Some of the push back we’ve received is that unless you can assure economic benefits from instituting sustainable practices, it will be a hard sell. Project managers, already managing scarce resources, may be put in the untenable position of using those scarce resources for issues that may not appear to be directly related to the project’s success. As I said, that is some of the push back, certainly not our position. We’ve always asserted that “a project run with green (sustainable) intent is the right thing to do”…..and that “an environmental strategy for a project provides added opportunity for success of both the project and the product of the project.”

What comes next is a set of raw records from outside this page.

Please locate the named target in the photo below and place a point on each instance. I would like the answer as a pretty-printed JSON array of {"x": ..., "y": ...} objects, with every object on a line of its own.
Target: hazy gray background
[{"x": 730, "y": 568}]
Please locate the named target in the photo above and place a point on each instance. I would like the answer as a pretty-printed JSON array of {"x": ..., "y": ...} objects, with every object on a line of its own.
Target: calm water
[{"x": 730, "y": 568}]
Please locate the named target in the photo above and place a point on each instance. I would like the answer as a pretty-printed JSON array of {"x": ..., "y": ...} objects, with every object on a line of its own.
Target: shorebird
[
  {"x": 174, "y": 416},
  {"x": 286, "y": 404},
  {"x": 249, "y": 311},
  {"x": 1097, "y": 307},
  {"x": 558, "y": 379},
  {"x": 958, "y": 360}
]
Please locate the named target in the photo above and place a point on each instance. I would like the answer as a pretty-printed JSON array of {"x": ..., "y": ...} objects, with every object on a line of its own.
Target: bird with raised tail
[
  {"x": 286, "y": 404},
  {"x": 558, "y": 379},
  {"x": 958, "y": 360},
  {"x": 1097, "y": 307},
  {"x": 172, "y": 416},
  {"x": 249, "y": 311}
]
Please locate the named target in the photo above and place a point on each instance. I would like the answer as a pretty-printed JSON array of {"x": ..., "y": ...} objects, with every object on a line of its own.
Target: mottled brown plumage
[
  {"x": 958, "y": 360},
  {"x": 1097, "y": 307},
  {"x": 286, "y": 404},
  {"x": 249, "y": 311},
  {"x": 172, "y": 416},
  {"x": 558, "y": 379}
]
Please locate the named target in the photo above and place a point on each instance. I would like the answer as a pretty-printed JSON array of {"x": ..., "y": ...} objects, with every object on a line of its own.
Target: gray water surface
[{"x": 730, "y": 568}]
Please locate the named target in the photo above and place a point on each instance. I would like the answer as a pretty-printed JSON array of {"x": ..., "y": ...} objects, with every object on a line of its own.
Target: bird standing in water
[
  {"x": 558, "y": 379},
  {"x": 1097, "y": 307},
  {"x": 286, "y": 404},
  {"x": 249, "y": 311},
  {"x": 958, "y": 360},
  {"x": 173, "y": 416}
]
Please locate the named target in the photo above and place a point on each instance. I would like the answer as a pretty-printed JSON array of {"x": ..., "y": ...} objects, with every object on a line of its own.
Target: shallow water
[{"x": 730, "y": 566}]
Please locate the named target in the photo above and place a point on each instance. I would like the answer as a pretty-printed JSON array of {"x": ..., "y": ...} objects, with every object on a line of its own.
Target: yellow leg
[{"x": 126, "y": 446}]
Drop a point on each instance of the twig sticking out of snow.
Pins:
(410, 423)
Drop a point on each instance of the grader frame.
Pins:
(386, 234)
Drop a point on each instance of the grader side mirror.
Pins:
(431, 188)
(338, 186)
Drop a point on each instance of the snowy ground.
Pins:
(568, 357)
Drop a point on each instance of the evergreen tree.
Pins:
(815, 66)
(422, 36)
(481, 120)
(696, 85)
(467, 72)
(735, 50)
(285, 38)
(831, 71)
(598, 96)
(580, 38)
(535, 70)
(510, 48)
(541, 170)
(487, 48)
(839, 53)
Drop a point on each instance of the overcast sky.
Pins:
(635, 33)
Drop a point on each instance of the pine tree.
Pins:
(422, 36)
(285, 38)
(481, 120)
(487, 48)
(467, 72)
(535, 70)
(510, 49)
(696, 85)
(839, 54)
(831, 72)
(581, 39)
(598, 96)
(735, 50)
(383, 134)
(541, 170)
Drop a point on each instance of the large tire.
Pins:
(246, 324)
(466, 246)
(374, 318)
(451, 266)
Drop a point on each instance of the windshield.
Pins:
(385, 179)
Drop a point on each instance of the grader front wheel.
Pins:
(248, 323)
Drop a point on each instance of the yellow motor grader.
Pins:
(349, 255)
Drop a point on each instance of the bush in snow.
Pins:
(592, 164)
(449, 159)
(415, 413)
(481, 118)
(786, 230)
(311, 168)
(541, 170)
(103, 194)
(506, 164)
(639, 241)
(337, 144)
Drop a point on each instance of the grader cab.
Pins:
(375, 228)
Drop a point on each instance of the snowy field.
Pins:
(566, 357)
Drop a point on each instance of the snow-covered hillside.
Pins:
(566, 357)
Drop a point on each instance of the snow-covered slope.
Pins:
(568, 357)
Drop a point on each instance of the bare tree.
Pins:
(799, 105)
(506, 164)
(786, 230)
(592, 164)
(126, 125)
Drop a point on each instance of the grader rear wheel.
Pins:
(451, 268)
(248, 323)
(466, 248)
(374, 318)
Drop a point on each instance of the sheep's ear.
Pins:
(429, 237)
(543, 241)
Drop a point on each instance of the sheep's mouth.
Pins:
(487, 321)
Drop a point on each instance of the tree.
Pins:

From a friend of ours at the DOE, we received some information on a website that may be able to provide some additional ammunition for the project manager to help “sell” the concept of sustainability, the Natural Capital Project. In further investigating this site, we came across this quote from Robert Costanza, Gund Professor of Ecological Economics and Director of the Gund Institute for Ecological Economics at the University of Vermont. Professor Costanza puts it this way, “Natural capital is the extension of the economic notion of capital (manufactured means of production) to environmental goods and services. A functional definition of capital in general is: “a stock that yields a flow of valuable goods or services into the future”. Natural capital is thus the stock of natural ecosystems that yields a flow of valuable ecosystem goods or services into the future. For example, a stock of trees or fish provides a flow of new trees or fish, a flow which can be sustainable indefinitely. Natural capital may also provide services like recycling wastes or water catchment and erosion control. Since the flow of services from ecosystems requires that they function as whole systems, the structure and diversity of the system are important components of natural capital.” We particularly liked the example of the stock of trees and the stock of fish.
In our book, we’ve have some example of how sustainability can produce physical capital savings. We’ve always asserted that there is other capital to be saved, and we think that Dr. Costanza echos our thoughts!